I think often we humans have this thing that says "I got my stuff through my own hard work and perseverance, I have earned everything I've got, no one has given me anything." Have you heard that said somewhere, sometime? So let me ask you, who gave us that gift of perseverance, of hard work, or the gifts of being good at Math, or communication, or logic or good with our hands? Was it our parents, or grandparents, or a teacher? But who really gave them? And through what merit of our own were we born where we are, to the family we are in, in this great country where we have the freedom to make what we can of ourselves? Who put us here? Trace the story back and you will see that it all goes back to God. Either that or its all some dumb luck, and frankly, I don't believe in luck. I believe in God! All that we are and all that we have we owe to God. Can we say, right now at this very moment, in the words of Psalm 116, "What shall I return to the Lord for all his bounty to me?" Can we say that we are grateful for all that we are right now, that all we are is from God?
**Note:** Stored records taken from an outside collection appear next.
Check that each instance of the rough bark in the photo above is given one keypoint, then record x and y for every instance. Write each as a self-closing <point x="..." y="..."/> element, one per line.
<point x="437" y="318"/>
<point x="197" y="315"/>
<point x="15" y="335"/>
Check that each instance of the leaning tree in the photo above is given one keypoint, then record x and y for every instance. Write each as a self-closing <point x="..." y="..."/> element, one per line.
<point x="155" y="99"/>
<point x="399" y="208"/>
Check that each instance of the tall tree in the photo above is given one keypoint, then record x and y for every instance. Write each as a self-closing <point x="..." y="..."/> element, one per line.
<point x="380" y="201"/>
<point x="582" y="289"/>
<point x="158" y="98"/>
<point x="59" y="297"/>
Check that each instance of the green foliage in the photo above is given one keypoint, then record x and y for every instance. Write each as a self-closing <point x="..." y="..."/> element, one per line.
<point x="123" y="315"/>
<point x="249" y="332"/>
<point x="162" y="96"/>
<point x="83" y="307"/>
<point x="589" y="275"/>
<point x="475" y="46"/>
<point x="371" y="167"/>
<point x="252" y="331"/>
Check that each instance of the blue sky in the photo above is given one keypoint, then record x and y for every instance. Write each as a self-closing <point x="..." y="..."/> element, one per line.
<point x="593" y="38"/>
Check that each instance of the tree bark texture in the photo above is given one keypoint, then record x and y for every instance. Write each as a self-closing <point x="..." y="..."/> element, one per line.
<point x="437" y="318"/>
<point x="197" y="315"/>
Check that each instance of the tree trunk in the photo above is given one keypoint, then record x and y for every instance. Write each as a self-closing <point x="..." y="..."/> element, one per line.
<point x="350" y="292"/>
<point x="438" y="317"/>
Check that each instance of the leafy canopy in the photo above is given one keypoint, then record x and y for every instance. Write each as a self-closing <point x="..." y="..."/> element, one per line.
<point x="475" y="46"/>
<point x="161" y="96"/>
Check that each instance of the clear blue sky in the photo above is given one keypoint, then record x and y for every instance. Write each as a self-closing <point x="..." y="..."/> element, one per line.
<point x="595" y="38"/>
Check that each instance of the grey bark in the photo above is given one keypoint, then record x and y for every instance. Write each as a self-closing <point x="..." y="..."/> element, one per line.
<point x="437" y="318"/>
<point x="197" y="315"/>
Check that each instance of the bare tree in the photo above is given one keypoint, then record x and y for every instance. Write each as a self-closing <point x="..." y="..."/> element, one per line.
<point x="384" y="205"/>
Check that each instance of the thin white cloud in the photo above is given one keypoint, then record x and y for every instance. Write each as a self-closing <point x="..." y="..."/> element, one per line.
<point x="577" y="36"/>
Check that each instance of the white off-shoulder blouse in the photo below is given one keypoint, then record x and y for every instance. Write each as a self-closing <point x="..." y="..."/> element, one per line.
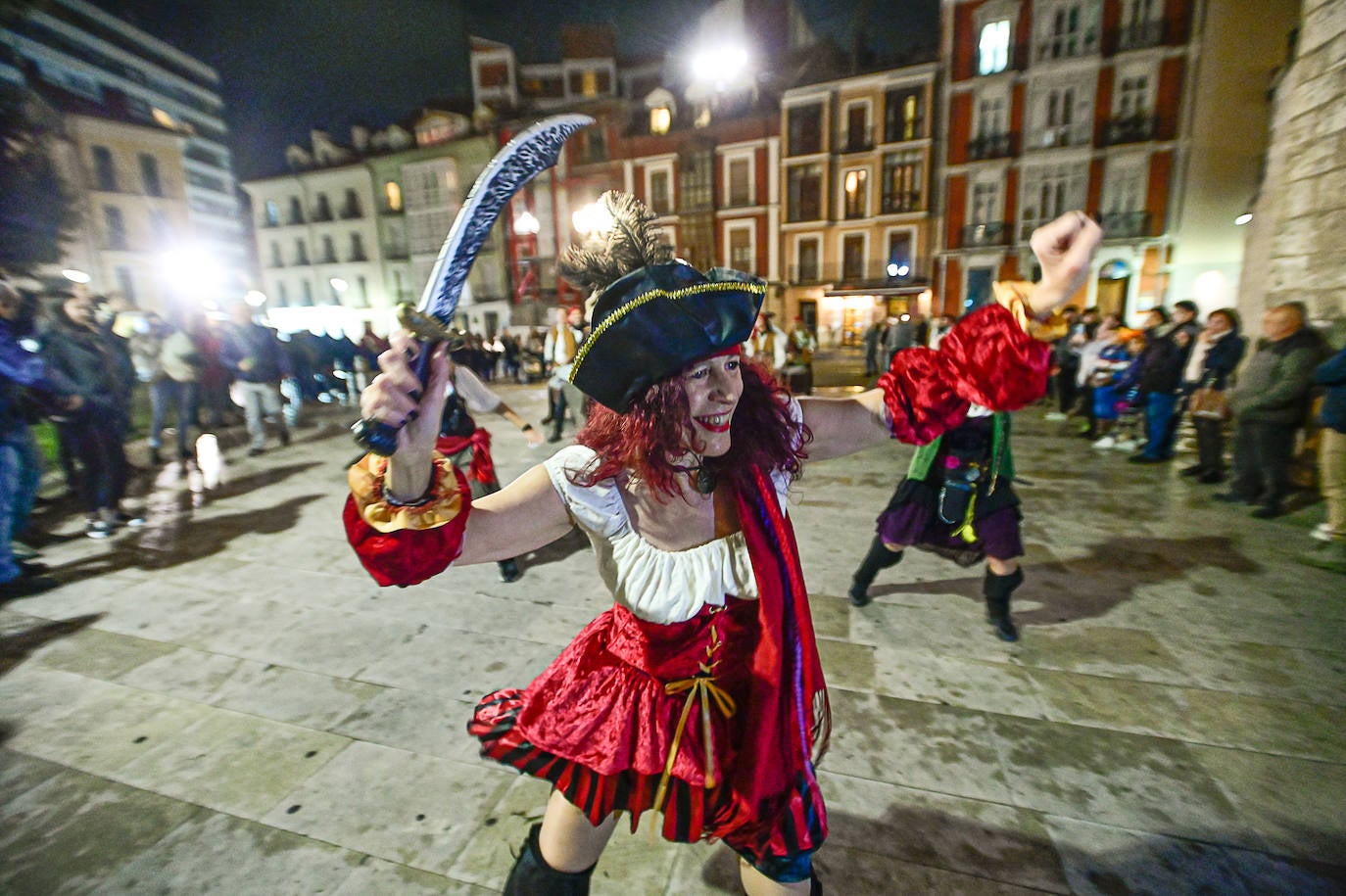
<point x="658" y="586"/>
And the Gratitude we give to God we give through our worship. Just like the patriarchs, like Jacob, we offer our thanks by worship. The patriarchs built altars and burnt the best they had as an offering to God—their cattle, their grain; the first and best of the produce and flocks, not the leftovers—they gave worship in their offering. We do the same in our liturgy now. We bring our gifts of bread and wine, and we add to that the offering of our lives in the form of our offering of what we have made (in this day and age it is our money) and we take our gifts up to the altar. They are all accepted by the priest and offered on our behalf as our worship to God. This offering is giving back to God what God has given us,—and we are asked to worship God fully by giving as generously as we have been gifted by God. Giving back to God with the same generosity with which God has given to us. Generosity is a fruit of the Spirit (a sign that the spirit of God is truly at work in us or in a situation).
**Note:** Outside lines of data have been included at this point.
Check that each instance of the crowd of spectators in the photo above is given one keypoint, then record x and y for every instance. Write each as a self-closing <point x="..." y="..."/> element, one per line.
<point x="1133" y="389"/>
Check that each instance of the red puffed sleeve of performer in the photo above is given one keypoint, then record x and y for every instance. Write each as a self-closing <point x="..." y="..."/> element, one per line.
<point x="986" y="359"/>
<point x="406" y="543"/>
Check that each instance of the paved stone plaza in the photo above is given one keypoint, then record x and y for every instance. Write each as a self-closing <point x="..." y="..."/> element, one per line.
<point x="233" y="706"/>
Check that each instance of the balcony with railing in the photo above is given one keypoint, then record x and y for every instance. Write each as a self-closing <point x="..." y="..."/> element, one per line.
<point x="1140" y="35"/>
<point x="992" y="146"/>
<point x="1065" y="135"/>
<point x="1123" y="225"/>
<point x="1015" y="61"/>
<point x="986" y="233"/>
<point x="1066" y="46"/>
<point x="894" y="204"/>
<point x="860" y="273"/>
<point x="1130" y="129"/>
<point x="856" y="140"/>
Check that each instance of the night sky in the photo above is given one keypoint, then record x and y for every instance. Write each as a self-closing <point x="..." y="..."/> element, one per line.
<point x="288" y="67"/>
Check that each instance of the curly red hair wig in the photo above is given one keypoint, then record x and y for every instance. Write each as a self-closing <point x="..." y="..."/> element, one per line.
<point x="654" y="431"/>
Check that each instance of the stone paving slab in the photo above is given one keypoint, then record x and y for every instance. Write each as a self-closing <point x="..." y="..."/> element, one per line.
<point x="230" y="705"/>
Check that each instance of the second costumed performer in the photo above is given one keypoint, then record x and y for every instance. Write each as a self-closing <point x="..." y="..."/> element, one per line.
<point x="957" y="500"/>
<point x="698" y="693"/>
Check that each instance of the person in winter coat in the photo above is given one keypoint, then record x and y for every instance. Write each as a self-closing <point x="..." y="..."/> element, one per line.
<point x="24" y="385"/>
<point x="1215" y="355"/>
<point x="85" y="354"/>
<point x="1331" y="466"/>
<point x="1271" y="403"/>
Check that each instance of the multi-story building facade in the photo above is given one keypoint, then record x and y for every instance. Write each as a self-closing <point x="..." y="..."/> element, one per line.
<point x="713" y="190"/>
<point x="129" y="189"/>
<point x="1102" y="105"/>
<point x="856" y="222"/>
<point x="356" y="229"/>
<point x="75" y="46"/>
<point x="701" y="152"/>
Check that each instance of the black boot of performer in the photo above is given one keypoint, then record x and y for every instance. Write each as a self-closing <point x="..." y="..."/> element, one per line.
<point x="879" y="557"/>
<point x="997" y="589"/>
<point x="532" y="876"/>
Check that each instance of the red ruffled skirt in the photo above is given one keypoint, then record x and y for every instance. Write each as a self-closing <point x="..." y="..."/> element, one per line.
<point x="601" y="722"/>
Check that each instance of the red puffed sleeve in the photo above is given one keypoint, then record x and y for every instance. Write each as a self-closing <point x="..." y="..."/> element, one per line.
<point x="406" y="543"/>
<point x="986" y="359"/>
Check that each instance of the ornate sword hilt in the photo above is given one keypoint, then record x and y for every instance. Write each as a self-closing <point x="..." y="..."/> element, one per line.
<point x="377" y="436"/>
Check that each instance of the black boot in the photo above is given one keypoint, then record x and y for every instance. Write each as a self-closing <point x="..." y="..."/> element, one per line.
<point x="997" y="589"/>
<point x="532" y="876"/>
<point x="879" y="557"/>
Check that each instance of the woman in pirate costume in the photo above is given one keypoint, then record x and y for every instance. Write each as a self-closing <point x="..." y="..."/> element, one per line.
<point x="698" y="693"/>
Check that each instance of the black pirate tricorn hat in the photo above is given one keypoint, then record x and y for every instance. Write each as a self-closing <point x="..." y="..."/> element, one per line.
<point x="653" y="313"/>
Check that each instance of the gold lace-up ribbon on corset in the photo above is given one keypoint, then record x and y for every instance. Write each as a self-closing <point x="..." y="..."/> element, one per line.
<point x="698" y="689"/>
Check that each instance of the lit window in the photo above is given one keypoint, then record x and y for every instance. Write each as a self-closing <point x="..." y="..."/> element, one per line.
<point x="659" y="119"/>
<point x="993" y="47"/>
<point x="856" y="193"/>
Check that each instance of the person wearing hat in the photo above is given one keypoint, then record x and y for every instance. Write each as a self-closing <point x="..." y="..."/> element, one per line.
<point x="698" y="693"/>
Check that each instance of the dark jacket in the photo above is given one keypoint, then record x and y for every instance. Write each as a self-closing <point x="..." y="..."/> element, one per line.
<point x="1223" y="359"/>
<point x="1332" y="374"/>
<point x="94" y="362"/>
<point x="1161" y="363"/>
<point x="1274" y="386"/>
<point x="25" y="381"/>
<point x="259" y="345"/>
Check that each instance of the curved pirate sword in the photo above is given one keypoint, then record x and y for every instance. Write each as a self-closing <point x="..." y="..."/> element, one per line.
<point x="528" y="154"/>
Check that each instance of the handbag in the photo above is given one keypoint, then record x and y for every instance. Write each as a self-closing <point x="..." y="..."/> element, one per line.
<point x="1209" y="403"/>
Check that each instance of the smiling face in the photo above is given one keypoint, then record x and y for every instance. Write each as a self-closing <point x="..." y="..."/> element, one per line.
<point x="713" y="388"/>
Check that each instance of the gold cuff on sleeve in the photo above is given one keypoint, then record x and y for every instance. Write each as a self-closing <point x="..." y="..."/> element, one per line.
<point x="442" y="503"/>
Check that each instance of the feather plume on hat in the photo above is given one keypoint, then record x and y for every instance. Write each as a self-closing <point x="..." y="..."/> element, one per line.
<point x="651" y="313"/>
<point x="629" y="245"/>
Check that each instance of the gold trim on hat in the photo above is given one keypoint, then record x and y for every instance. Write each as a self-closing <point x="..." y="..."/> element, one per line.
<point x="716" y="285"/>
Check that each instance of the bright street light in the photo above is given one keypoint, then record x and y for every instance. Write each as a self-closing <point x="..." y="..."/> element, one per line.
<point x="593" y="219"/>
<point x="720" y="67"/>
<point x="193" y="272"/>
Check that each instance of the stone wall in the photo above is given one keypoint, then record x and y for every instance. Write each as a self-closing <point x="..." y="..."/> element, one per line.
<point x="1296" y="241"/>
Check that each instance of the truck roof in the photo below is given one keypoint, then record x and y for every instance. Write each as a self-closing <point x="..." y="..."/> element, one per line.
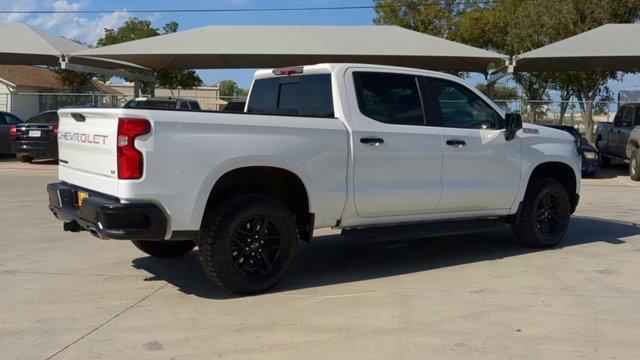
<point x="327" y="68"/>
<point x="163" y="98"/>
So that is how we bring together our theme for this stewardship month. God has graced us with all we are and have. In gratitude we give back to God through our worship. We give our gifts back to God and God enables us to give generously through the Spirit of God that lives in us! It's about us giving back to God our Gratitude with Generosity.
I ask you today to put yourself in the place of those miners—imagine their gratitude, imagine the immensity of the miracle that has saved them. What great purpose does God have in mind for them? Now I want you to KNOW that God has saved you and gifted you just as much as God has gifted them: absolutely no less. What great purpose does God have in mind for YOU? We are just as graced; we are to be just as grateful moved by the Spirit to great generosity.